After reading a dit or dah, you have two options: terminate the letter or continue the current letter. This will lead to a lot of bifurcations in your code and a recursive approach might be a good way to implement this.
Keep a buffer of the possible string so far and print (or store) the result when you hit the string end and it coincides with the end of a letter.
Here's an implementation in C:
#include <stdlib.h>
#include <stdio.h>
#include <string.h>
static const char *letter = "**ETIANMSURWDKGOHVF*L*PJBXCYZQ**";
void morse_r(char *buf, int len, const char *str, int code)
{
if (*str == '\0') {
// end of string; print if staring new letter
if (code == 1) printf("%.*s\n", len, buf);
} else if (code < 16) {
if (*str == '.') code = 2 * code;
if (*str == '-') code = 2 * code + 1;
// continue letter
morse_r(buf, len, str + 1, code);
// start new letter
buf[len++] = letter[code];
morse_r(buf, len, str + 1, 1);
}
}
void morse(const char *str)
{
char buf[strlen(str)];
morse_r(buf, 0, str, 1);
}
int main()
{
morse("......-...-..---");
return 0;
}
This implementation is very simple. It uses a simplistic lookup mechanism and it doesn't check whether a letter actually exists. (The asterisks in the letter
array are valid Morse codes, but they are not Latin letters.)
This approach is also rather brute force: It recalculates the tails over and over. Memoization of the tails will save a lot of extra work for the processor for loner strings.
And, as you are aware, there will be a ot of nonsense results. The above code yields 20569 strings (some of them with asterisks, i.e. invalid). You can prevent many recursions when you do a plausibility or dictionary check on your way. For example, many dots in a row will yield a lot of nonsense words with repeated Es.
Edit: As Jim Mischel points out, an explanation of how the Morse code lookup works is in order. Yves Daoust mentions a trie in his answer. A trie is a tree structure for storing words; each node can have as many children as there are letters in the alphabet. Morse code has only two letters: dit (.
) and dah (-
). A Morse code trie is therefore a binary tree.
Tries are usually sparse; words are rather long and many letter combinations don't exist.
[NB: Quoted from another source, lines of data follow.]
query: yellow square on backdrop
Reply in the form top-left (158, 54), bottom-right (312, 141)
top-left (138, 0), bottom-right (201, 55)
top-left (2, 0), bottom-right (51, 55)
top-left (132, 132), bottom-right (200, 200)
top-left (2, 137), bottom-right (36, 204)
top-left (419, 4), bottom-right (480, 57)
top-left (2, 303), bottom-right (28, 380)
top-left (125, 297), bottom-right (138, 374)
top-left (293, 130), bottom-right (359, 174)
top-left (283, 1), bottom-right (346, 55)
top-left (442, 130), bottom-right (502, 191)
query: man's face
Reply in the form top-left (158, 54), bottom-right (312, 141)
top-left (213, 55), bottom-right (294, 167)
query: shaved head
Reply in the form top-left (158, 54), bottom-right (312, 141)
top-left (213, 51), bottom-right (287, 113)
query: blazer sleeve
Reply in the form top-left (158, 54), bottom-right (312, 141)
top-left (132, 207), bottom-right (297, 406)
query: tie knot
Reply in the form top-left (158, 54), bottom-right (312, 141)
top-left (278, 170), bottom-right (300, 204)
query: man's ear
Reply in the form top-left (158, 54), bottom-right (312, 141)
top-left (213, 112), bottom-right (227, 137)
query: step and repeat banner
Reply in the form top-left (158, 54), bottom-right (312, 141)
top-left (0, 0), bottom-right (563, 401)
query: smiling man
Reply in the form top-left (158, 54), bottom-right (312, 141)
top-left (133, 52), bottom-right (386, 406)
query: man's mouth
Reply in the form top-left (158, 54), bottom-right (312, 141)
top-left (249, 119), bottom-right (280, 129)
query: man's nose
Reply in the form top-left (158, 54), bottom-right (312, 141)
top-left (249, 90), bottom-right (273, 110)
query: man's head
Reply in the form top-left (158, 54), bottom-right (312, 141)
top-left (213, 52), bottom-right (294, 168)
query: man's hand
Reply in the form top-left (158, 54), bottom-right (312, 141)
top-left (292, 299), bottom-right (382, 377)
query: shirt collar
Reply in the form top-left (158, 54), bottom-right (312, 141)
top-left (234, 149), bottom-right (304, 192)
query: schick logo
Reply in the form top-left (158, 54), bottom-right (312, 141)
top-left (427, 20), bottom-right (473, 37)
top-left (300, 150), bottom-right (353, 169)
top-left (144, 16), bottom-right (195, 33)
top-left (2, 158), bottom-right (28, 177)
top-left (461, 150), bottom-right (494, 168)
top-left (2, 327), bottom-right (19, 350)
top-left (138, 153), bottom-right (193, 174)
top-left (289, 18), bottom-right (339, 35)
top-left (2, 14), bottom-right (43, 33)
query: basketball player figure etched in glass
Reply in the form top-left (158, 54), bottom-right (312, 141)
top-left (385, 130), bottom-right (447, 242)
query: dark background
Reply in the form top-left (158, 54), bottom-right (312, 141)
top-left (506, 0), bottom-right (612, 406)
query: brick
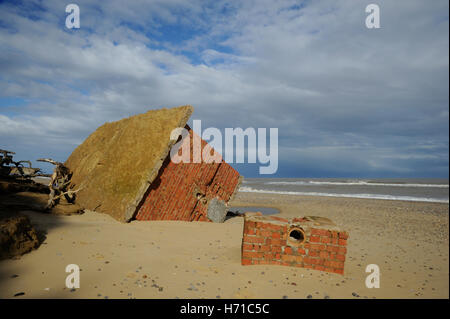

Morse tries are dense: Morse letter encodings are short and nearly every cobmination is used. The tree can be stored as linear, "flat" array, similar to a heap. A node is represented by its index i
in the array. The left child is then 2*i
and the right child 2*i + 1
.
A better and more detailed explanation can be found in an answer I posted to another Morse-related question, from where I've taken the lookup code that I used in the example above.